Commentaires du mis en cause
M. Alain
Couillard, directeur de l’information, et Le Peuple de Lotbinière, par
l’entremise de leur procureur d’alors, Mme Marie Rodrigue, considèrent les
motifs au soutien de cette plainte comme étant non fondés.
Mme Rodrigue
fait valoir que M. Couillard a relaté de façon juste et de bonne foi les
événements survenus le 17 octobre 1991; et qu’il était justifié de «tenir pour avérés
les propos qui lui ont été tenus par les agents de la Sûreté du Québec ainsi
que par les citoyens de Saint-Edouard».
Elle souligne
que ce sont les membres de la Sûreté du Québec qui ont indiqué à M. Couillard que
le permis de conduire de M. Lemay était suspendu jusqu’en décembre 1992; et que
le fait que celui-ci ait été suspendu jusqu’en juin 1992 «n’est d’aucune
pertinence et ne change absolument rien au sens du reportage».
En ce qui
concerne les informations relatives à l’heure de l’accident et aux directions
des véhicules, Mme Rodrigue souligne que ce sont là des inexactitudes mineures,
et que le reportage est dans son ensemble exact.
Mme Rodrigue
remarque qu’il était d’intérêt public de rapporter la nouvelle de cet accident,
et de divulguer des renseignements concernant le conducteur Guy Lemay. Elle
considère également que le journal n’avait pas, dans le cadre de la rédaction
de cet article, à obtenir la version des faits de la famille, d’autant plus
qu’aucun de ses membres n’était présent lors de l’accident.
Enfin, Mme
Rodrigue fait part au Conseil que les discussions et les négociations qui ont
eu lieu entre les parties ne relèvent pas des questions à être tranchées par le
Conseil de presse, et sont par conséquent non pertinentes.
Analyse
Le Conseil de presse réitère le principe qu’il a toujours fait valoir, à savoir que le public a droit à une information juste et équitable. L’exactitude des faits demeure primordiale.

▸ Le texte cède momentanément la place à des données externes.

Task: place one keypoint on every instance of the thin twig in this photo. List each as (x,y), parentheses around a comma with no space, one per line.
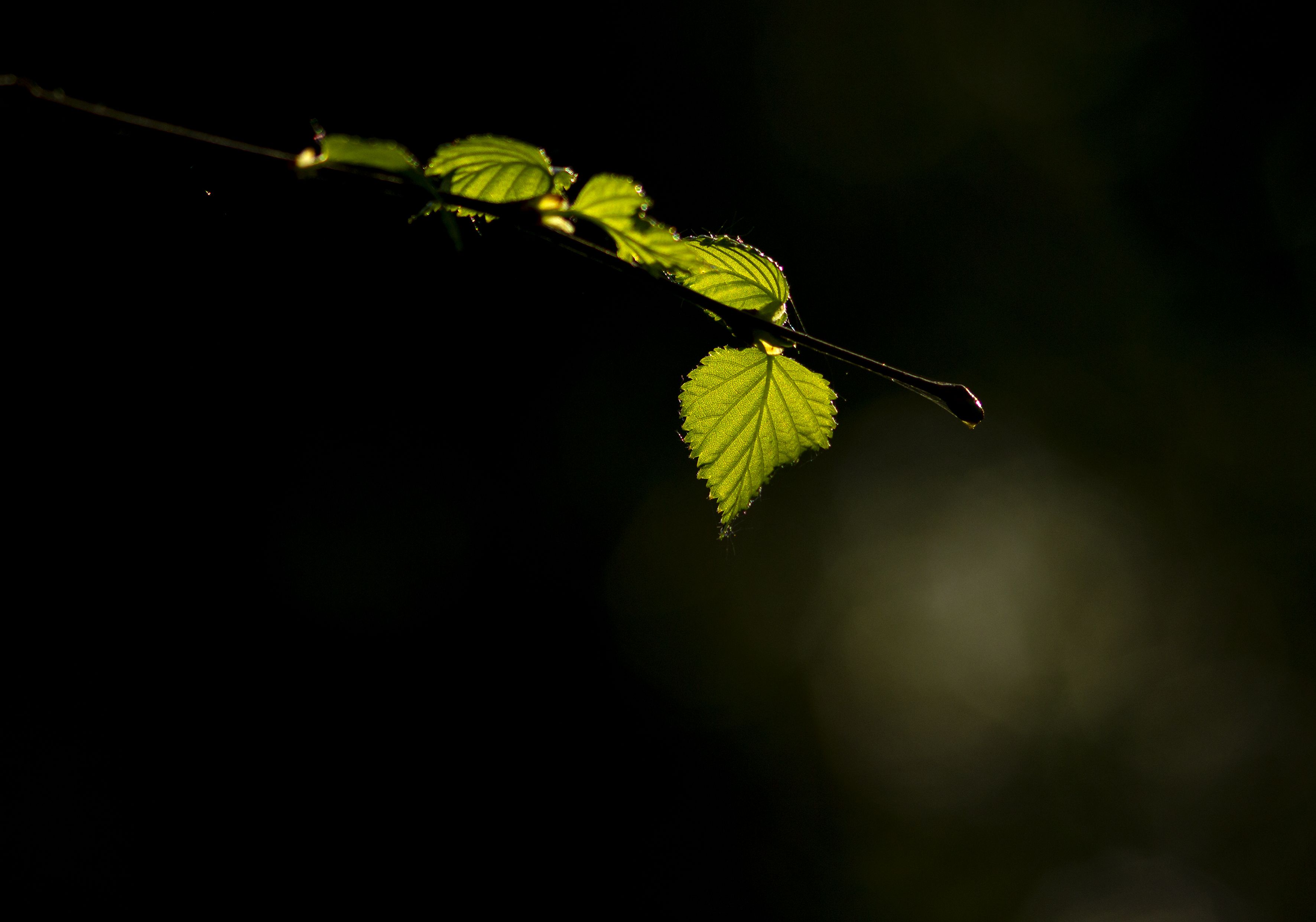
(526,215)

Dans le cas présent, le Conseil estime qu’il était du devoir du journal Le Peuple de Lotbinière d’apporter un rectificatif aux informations erronées qu’il avait publiées (direction des véhicules, heure de l’accident, durée de la suspension du permis de conduire de M. Lemay), d’autant plus qu’il a reconnu ces inexactitudes dans un projet de quittance. Le Conseil ne peut par ailleurs retenir les griefs de la plaignante eu égard à ce qui a été rapporté concernant la conduite automobile de M. Lemay, ainsi que les informations relatives à la suspension de son permis de conduire et aux résultats à venir des analyses de son sang. Il y a lieu de souligner que M. Lemay a été impliqué dans un accident alors qu’il était en infraction avec la loi (permis de conduire suspendu). En conséquence, les informations d’ordre privé qui ont été divulguées à son sujet devenaient d’intérêt public.